Wriedt was born in Oswego, New York and was well known in the field of spiritualism, she employed a trumpet in the darkness of the séance room which she claimed spirits would use to make noises and voices. She charged people money to attend her séances, one of her spirit guides was "John Sharp" who claimed he was born in Glasgow, Scotland, in the eighteenth century. She visited England five times and held séances with W. T. Stead. Stead and Vice-Admiral William Usborne Moore author of the book, The Voices (1913) endorsed her mediumship as genuine.

==Fraud==

W. B. Yeats who attended séances found them interesting but was skeptical and expressed doubts about the voices. This led to his dismissal from Wriedt's séances.

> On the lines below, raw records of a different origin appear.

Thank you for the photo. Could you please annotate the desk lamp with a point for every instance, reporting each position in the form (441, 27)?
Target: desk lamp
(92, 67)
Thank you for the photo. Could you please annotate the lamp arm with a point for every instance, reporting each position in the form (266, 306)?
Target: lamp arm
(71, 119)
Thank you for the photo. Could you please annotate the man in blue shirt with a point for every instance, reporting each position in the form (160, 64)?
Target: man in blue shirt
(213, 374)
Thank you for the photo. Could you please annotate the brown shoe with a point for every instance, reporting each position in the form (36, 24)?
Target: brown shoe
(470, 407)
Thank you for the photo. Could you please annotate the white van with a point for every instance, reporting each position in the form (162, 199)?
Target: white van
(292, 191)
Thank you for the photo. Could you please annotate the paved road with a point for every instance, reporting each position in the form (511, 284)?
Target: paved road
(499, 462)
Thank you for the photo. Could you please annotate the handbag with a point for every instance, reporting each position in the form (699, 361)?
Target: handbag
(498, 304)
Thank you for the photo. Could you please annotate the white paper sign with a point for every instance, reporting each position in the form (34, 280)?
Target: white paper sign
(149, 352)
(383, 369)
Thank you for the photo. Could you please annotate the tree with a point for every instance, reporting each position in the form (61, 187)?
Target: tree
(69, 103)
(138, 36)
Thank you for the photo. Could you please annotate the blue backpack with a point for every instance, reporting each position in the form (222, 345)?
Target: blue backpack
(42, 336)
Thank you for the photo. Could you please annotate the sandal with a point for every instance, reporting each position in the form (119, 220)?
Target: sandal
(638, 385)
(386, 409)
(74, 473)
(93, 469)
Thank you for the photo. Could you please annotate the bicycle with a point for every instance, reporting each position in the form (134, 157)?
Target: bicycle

Wriedt was exposed as a fraud by the physicist Kristian Birkeland when he discovered the noises produced by her trumpet were caused by chemical explosions induced by potassium and water and in other cases by lycopodium powder. Joseph McCabe wrote:

[Birkeland] jumped up, switched on the electric light, and, before the Spiritualists could interfere, had snatched the two trumpets from the floor... So the curtain fell on one more glorious act in the Spiritualist drama. Mrs. Wriedt had put in the trumpet particles of metallic potassium which, meeting the moisture she had also thoughtfully provided, explained the "psychic movements." Close examination disclosed that on other occasions she had used Lycopodium seeds to produce the same effect.

McCabe also wrote that the "spirit" voices heard in the séance were Wriedt herself and were performed by a hidden telescopic aluminium tube.

She has been described as a skilled practitioner of ventriloquism.